I believe Pope Francis is challenging us to use this model of engagement as we encounter the people God places into our lives each and every day. Think about it. If our first move with people is to confront or call out the sin in their lives, they will likely withdraw and we lose an opportunity to win them over to the truth of the Gospel.
This is not (in spite of what the media or even some Catholic commentators say as they wring their hands) ignoring the reality of sin, either in the general sense or in the personal sense. Jesus did not ignore the sin in the Samaritan woman’s life, nor did he ignore the sin present in the lives of others that he encountered. But, he didn’t go there first! He didn’t confront the Samaritan woman immediately with, “You do know adultery is an abomination to God don’t you?” No! He entered into a relationship building dialog with her that recognized her dignity as a human being. And only after he gained her trust did he then move forward to help her understand God’s plan for her life. But because he had first engaged her in this spirit of acceptance (of her person-hood, not her lifestyle) and respect, she was open to hear Jesus’ explanation of how her choices had resulted in separation from the beautiful vision of the life God had in mind for her.

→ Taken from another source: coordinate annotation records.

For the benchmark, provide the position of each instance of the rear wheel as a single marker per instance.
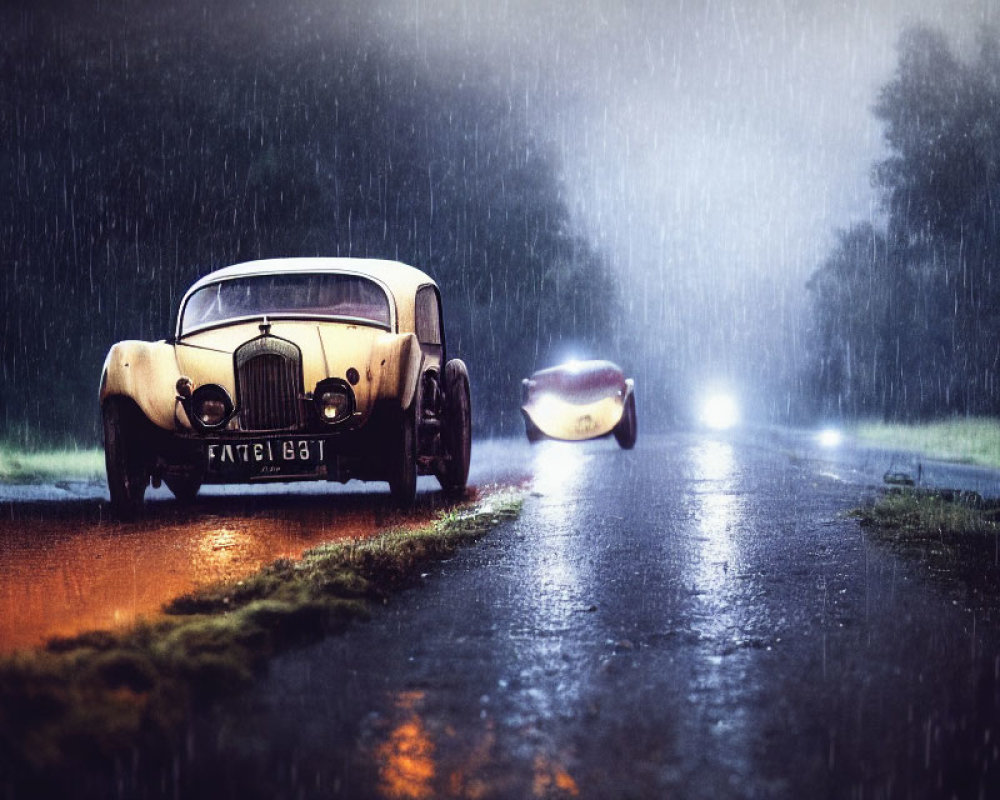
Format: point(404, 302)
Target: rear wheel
point(185, 489)
point(626, 429)
point(403, 466)
point(127, 474)
point(457, 432)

I believe this is one radical change that Pope Francis is calling us to consider and take up. Oh, and how it will stretch us. I know it is stretching me already. This model of engagement takes way more work than merely engaging people with a catechetical/apologetic model that most often ends in red-faced arguments and closed minds. But this is not to minimize the need for good catechesis and apologetics either. There will be time enough for those discussions, but we want to have people in relationship with us so they are open to hear the truth of the Gospel.
This model of engagement means I need to be willing to enter into dynamic relationships and be willing to journey in friendship with people with whom I may have great differences of opinion on the key issues of life. That’s hard for me to think about. But Jesus himself went and hung out with the outcasts, the downtrodden, as well as the rich and the lost. Without ignoring the sin in their lives, he engaged them and they experienced the genuine care he had for each of them because he truly sought to be in communion with them. This approach generated a spirit of trust with those he encountered that allowed them to be open to hear the truth come through in those deeper and harder conversations.

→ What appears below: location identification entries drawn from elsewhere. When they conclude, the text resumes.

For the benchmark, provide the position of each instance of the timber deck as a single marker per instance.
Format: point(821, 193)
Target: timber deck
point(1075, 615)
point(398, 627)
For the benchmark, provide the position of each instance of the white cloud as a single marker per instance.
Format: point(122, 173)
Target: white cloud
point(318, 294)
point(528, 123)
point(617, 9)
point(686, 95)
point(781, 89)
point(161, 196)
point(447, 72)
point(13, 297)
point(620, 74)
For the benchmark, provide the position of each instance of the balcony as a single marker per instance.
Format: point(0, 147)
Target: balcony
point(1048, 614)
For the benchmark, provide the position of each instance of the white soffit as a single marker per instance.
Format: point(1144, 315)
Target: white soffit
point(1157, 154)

As disciples, we are called to do no less than the Master. I believe Pope Francis is modeling this form of evangelization before our very eyes and it’s stretching many of us and making us feel uncomfortable. But I believe it’s a discomfort that is very good. It’s like good exercise that builds up muscles. It’s hard work but oh my goodness, look at the results that can occur. Hearts can be won, lost souls recovered, and the Body of Christ can be built up.
I think this is an exciting time to be Catholic and I’m looking forward to the future with great hope and anticipation. Keep stretching us Pope Francis!